The truth about Rabies
By: Dr. Fiona Caldwell
For Pets Best Insurance
Descriptions of rabies infections go back thousands of years, and most places in the world have had reports of this deadly disease. It is highly fatal, with no known predictable cure. While there have been recent reports of human survival after becoming infected, this is uncommon.
Many people don’t realize how fast death can occur once signs of rabies develop. The law, while regional in its specifics, generally requires all pets and most farm animals to be vaccinated against this disease. Even though vaccination is readily available, every year the U.S. reports several human deaths from rabies, not to mention hundreds of dog and cat deaths. Worldwide deaths from rabies are thought to be around 55,000 per year.
Rabies virus is an RNA virus called Lyssa virus. It is very unstable in the environment, meaning it can’t survive on its own and needs fresh contact with broken skin to survive. It is almost exclusively transmitted by bite wounds, but there have been reports of aerosolized transmission in bat caves also. Once the infected animal’s saliva is in the muscle tissue the virus works its way to nerve fibers where it slowly travels up nerves towards the brain. The farther away from the brain the animal or person is bitten, the longer it will take for them to show clinical signs. In general it can take weeks, months or even years to show signs. Once the virus reaches the brain, clinical signs begin within 3 days and the person or animal can become infective and spread the disease.
There are actually three stages once an animal is infected. Most people know the ‘mad’ or ‘furious’ stage, where animals become aggressive, but this is actually the second stage. The first stage generally involves a subtle behavior change. Social animals may become shy. Vocal animals may undergo a voice change. In the second stage the animal has no fear, may hallucinate and will attack. The last stage is a paralytic stage. Most animals will become weak and start to drool or foam at the mouth as the muscles in the throat are paralyzed. This is the most common stage for people to become exposed, as they approach an animal in distress.
In the last century, the number of human deaths from rabies in the U.S. has fallen from 100 or more per year to an average of a few per year. This is due to control and vaccination of pets and farm animals and to the development of effective post exposure treatment and vaccines. Even though human deaths from rabies are now rare in the U.S., approximately 16,000 to 39,000 people come in contact with potentially rabid animals and receive post exposure prophylaxis each year. Wild animals have accounted for over 90% of reported cases of rabies in recent years. Raccoons continue to be the most frequently reported rabid wildlife species, about a third of cases, with bats at about 25%, followed by skunks, foxes, and other wildlife.
If a person is exposed to rabies or bitten by an animal, quick treatment can prevent infection. Prompt washing of the wound with soap, water and iodine or alcohol can help. It is important to seek medical attention immediately; a series of vaccinations can prevent the disease. Most people working with wildlife or animals for a living are encouraged to be vaccinated against rabies.

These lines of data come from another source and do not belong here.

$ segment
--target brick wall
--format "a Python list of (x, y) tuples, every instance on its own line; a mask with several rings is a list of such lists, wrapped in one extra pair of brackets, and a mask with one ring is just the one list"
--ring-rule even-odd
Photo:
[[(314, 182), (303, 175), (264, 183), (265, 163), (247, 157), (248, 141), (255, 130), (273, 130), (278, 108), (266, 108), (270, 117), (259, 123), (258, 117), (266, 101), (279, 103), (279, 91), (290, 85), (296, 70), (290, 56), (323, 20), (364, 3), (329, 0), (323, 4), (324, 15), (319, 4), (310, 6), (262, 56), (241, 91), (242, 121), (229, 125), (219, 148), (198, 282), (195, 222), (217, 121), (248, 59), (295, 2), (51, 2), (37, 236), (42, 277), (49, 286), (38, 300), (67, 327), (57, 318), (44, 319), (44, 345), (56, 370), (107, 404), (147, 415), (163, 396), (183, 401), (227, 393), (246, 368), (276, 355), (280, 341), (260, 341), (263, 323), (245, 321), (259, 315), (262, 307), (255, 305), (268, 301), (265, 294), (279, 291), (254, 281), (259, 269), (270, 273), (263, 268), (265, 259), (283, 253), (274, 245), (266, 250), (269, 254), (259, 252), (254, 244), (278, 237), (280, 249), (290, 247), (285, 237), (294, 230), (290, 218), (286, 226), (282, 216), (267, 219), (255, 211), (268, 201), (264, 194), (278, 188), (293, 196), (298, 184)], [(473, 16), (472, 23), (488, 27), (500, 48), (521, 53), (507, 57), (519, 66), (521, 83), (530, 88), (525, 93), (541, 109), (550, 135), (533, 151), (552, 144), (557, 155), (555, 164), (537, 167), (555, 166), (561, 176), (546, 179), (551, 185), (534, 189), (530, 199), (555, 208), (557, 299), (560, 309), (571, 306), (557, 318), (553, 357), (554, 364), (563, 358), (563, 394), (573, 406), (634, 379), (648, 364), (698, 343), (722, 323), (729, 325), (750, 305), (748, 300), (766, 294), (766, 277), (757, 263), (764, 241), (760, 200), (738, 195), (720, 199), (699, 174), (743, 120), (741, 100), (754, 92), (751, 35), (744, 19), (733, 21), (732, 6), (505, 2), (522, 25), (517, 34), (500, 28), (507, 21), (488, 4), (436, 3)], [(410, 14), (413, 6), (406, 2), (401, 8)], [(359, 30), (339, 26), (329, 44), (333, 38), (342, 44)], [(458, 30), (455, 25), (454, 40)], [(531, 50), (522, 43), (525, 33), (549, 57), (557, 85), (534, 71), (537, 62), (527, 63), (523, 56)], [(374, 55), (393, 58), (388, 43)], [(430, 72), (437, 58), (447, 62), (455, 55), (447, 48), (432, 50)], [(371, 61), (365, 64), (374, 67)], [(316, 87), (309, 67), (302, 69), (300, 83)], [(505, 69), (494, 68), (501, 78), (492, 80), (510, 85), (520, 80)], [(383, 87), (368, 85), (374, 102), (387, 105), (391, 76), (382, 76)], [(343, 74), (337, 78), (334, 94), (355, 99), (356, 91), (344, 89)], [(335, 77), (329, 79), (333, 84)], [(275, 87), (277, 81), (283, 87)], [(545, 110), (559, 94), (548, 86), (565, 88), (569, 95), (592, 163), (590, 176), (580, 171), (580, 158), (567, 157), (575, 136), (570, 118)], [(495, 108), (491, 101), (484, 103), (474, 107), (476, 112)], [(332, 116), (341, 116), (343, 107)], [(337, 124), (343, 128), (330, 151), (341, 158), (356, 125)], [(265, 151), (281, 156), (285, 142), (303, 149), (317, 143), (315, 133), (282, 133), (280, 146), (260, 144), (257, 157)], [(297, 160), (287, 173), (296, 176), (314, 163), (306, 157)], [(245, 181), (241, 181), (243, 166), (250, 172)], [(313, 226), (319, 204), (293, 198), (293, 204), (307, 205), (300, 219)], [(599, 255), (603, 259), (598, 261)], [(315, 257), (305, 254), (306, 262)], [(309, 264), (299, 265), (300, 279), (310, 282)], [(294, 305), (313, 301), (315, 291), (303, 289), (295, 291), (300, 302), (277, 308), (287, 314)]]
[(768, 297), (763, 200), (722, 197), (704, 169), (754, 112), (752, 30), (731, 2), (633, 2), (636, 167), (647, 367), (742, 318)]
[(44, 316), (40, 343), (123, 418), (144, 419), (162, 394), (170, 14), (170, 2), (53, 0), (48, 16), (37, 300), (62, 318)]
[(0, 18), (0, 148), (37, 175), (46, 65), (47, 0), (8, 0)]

Laws regarding rabies vaccination and biting dogs are very regionally dependent. Your area may differ, but in general, if your dog bites someone and isn’t current on their rabies vaccine, the law requires you to have them confined at an authorized facility for at least 10 days, and then vaccinated. If the dog had rabies at the time of the bite, they would likely die in that time.
You can help prevent rabies by keeping all of your pets vaccinated. Contact animal control to remove stray animals, or suspicious wildlife. Don’t approach sick or dead wildlife. If you are bitten, wash the wound and seek medical attention. The rabies vaccine is very effective, and with proper administration and common sense, rabies deaths should continue to decline. If you have questions about the vaccine status of your pet, contact your veterinarian.